Tuesday, February 13, 2007

Prelude to a Kiss

(Just because I love PreRaphaelite Art. So there)

Shocking revelation: neither Annie nor I celebrate Valentine's Day. It's true. And it's not because we're anti-love or even anti-commercialization, but for our own, unique reasons that we share with thousands of other people (who also consider themselves unique and probably have tattoos to that effect).
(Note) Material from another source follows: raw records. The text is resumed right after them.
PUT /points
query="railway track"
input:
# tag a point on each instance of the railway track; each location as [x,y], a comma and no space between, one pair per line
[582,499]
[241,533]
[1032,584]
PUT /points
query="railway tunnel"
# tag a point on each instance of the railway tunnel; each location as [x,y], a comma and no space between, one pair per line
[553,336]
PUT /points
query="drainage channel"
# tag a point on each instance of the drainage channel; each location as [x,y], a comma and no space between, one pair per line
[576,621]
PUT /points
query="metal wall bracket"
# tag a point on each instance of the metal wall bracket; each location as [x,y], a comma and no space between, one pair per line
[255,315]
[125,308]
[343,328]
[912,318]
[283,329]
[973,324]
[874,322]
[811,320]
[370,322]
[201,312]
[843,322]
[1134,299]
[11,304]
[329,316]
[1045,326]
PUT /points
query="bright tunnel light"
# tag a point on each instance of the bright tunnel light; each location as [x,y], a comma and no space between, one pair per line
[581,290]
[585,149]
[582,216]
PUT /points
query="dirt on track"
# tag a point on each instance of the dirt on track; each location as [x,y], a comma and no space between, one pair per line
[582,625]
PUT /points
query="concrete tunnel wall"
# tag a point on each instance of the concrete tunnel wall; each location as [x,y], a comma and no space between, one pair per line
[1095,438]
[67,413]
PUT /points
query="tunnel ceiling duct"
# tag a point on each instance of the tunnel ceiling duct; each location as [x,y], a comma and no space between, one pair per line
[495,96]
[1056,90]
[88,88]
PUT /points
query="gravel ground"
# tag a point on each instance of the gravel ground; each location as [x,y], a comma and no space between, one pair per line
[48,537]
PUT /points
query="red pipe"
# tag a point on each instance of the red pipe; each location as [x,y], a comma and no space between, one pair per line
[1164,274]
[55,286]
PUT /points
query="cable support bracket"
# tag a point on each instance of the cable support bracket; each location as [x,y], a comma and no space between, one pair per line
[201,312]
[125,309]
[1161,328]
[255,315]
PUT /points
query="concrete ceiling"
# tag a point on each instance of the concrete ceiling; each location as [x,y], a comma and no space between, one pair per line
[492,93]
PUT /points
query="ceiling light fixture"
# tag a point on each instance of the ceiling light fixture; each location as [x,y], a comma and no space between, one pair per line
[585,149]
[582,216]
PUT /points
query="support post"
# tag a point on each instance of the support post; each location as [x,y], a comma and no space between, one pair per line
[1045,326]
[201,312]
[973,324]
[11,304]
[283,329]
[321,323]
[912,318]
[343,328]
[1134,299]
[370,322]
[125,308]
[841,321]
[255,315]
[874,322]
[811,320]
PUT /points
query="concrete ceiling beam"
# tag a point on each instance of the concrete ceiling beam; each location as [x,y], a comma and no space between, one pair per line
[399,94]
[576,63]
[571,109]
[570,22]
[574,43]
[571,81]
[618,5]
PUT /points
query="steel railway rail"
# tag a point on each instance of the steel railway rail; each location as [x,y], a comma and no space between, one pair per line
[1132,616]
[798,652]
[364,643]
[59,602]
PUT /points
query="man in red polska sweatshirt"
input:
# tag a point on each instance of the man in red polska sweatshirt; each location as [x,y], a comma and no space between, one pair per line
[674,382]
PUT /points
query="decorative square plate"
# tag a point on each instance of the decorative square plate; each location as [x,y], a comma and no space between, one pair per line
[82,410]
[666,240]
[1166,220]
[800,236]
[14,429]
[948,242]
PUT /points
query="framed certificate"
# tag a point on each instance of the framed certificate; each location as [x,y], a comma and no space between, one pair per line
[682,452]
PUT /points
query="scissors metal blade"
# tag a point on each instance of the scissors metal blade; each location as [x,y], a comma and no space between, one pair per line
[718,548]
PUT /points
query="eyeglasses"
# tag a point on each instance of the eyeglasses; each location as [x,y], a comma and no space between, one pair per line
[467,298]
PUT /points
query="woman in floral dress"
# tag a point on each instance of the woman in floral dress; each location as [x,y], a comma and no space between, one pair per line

I don't celebrate because I already am the mushiest, gushiest person ever to cross the face of the planet and I should not be encouraged. But really because it promotes a pseudo-gynocentric view of romance that perpetuates the myth that women crave candy and flowers and it is incumbant upon men to provide these things, once a year. How many sitcoms did we watch growing up where Tim Allen was watching a football game in his wife's lapel pin while they were having a mandatory romantic dinner because it was Valentine's Day? Urgh! On the other hand, that's not an excuse to ignore me to make a point. I mean, just because I'm low maintenance doesn't mean that giving me a hug on this day would suddenly transform me into a diamond-grubbing, flower-crazy harpie. Hug me, damn it! Not to say that people who like Valentine's Day resemble harpies. I'm all about an excuse for chocolate. It just doesn't do it for me. And also it's a justification for bad behavior (Miss Manners would never condone a Hallmark-mandated demand for sparkly gifts.)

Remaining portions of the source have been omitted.